Former Wipro salesman sues for £1m in commission
Says it didn't shell out for outsourcing deal
A salesman who helped Wipro, India's largest outsourcing firm, win the "mother of all outsourcing deals" to supply IT services to Shell is suing the firm for unpaid commission on the deal.
Paul van den Berg, a business development manager at Wipro Limited in the UK between July 2003 and February 2005, is suing Wipro Ltd, the firm's UK arm, for breach of contract to get what he says is unpaid commission of at least £1m on a deal estimated to be worth in excess of $200m.

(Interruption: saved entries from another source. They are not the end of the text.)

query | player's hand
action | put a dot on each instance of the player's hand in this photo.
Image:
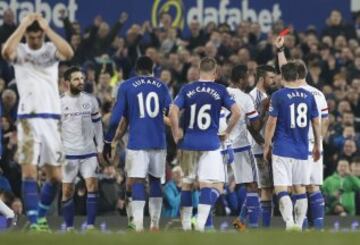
(316, 153)
(28, 19)
(223, 136)
(279, 42)
(267, 153)
(178, 135)
(107, 152)
(98, 20)
(63, 13)
(44, 25)
(101, 160)
(123, 17)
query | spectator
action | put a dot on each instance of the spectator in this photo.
(336, 26)
(339, 190)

His solicitor, Hanna Weber of Zimmers Law, said his commission could be worth upwards of £3m since the value of the contract might now be worth as much as $500m.

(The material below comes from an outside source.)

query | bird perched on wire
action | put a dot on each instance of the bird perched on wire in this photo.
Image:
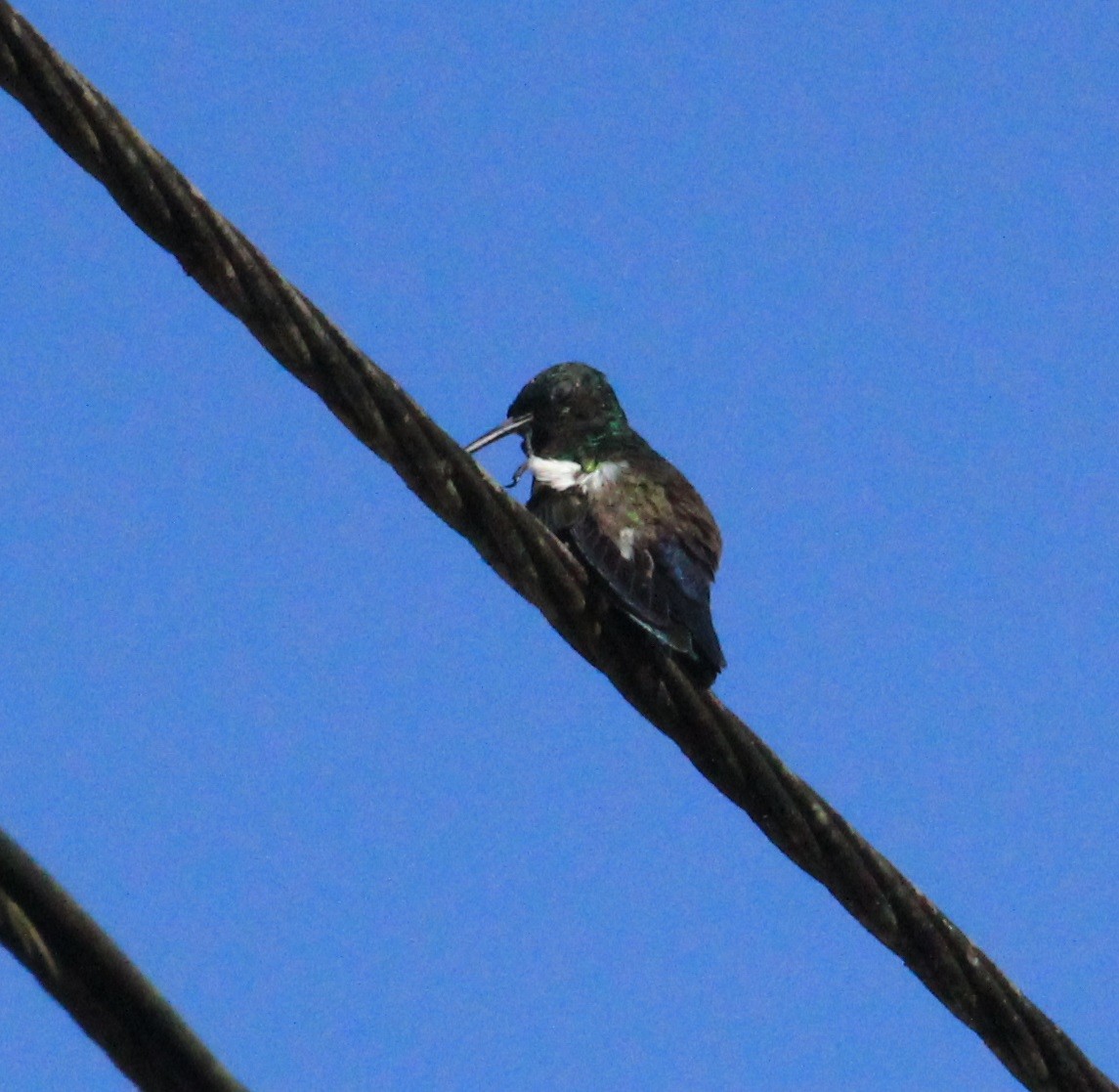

His claim against Wipro Ltd, filed with the High Court in London, stated that the exact amount of commission owed couldn't be known until full details of the deal were released.
The claim states that Wipro had lured van den Berg from his job at rival outsourcer Infosys, where he had been doing business with Royal Dutch Shell Plc since 1984.

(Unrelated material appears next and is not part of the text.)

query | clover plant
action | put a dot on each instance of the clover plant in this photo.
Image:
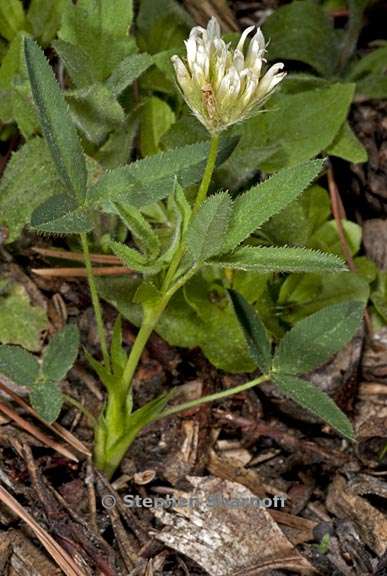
(205, 231)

Wipro offered "significantly more lucrative payment terms in particular in relation to commission" because it valued van den Berg's relationship with Shell, it said.
Van den Berg's claim is also made against Mr Kees ten Nijenhuis, who as a vice president of Wipro Europe had offered the salesman a 1.25 per cent commission, it said. The terms were agreed in part verbally with Nijenhuis and top Wipro executive Sudip Nandy, but did not all find their way onto paper.
van den Berg persistently complained that his commission had failed to materialise. The claim said he complained to Wipro chairman Azim Premji about it.
Wipro's defence, filed at the High Court on its behalf by Timothy Pitt-Payne of PWC Legal, denies that it lured van den Berg from Infosys with the offer of a lucrative commission.
It said van den Berg approached Nijenhuis for a job with the suggestion that he could help Wipro win the Shell account. It said that during interviews, Nijenhuis had explained that Wipro's salespeople got incentive payments on top of their salaries, but that human resources would settle the details.